Heart failure symptoms are variable, but those more frequently expressed by patients include shortness of breath either at rest or on exertion, awakening in the middle of the night with breathlessness, exertional fatigue, and dizziness related to low blood pressure. Heart failure patients often have evidence of fluid retention in the legs (seen on physical exam) or in the lungs (seen on chest x-ray or bedside sonogram).
In patients with all cardiac complaints, the ECG is an early diagnostic test in which a physician analyzes the heart’s electrical activity and compares it to normal activity (see Chapter 8 ).
Measuring leakage of an enzyme only found in heart muscle (troponin) has become an important part of heart disease evaluation. Finding elevated levels of this enzyme in the bloodstream will indicate cardiac cell death (or extreme metabolic strain on heart cells) and will help the physician prioritize the treatment response.
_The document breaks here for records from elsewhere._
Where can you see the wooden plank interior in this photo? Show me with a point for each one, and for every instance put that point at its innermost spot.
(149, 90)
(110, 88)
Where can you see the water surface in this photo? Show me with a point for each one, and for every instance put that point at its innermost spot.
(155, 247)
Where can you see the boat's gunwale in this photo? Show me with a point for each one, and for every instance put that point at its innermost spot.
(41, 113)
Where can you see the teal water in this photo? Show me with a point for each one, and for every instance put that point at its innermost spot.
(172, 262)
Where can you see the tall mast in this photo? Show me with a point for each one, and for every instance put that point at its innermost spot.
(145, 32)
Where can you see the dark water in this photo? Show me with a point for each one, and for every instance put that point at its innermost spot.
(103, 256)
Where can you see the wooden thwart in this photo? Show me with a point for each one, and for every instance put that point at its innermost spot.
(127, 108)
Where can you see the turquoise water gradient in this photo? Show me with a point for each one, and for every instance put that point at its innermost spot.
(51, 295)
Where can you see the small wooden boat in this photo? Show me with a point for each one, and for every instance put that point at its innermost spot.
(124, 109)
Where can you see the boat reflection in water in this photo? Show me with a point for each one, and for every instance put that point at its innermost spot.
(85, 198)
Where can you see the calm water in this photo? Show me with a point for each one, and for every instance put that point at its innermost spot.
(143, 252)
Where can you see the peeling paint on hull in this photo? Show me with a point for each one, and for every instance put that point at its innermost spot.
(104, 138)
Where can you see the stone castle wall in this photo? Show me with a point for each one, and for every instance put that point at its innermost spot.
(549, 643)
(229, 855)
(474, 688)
This test can either be done as a point-of-care (POC) test or in the hospital lab.
Cardiac Arrest
Cardiac muscle that is diseased or not getting enough blood (ischemic) can become electrically unstable. The heart rhythm can suddenly change from normal to a highly disorganized rhythm called ventricular fibrillation, which leads to a cessation of the heart’s organized pumping activity and circulatory collapse (no blood flow to any tissues). Without brain perfusion, respiration will soon stop, and the patient will be in full cardiac arrest (no heart contraction, leading to no pulse or blood pressure and no breathing, or respiratory arrest). These patients are most frequently brought in by emergency medical services; in many systems, they will have their airway controlled and intravenous (IV) access started in the field. For patients who are brought in by basic life support or code in the ED, most EDs have a team approach that includes the EDT, who is often assigned to do chest compressions or obtain an IV line while the physician manages the airway. For those who arrest in the ED, determining their cardiac rhythm and attempting to defibrillate them quickly is of paramount importance ( Fig. 9.3 ).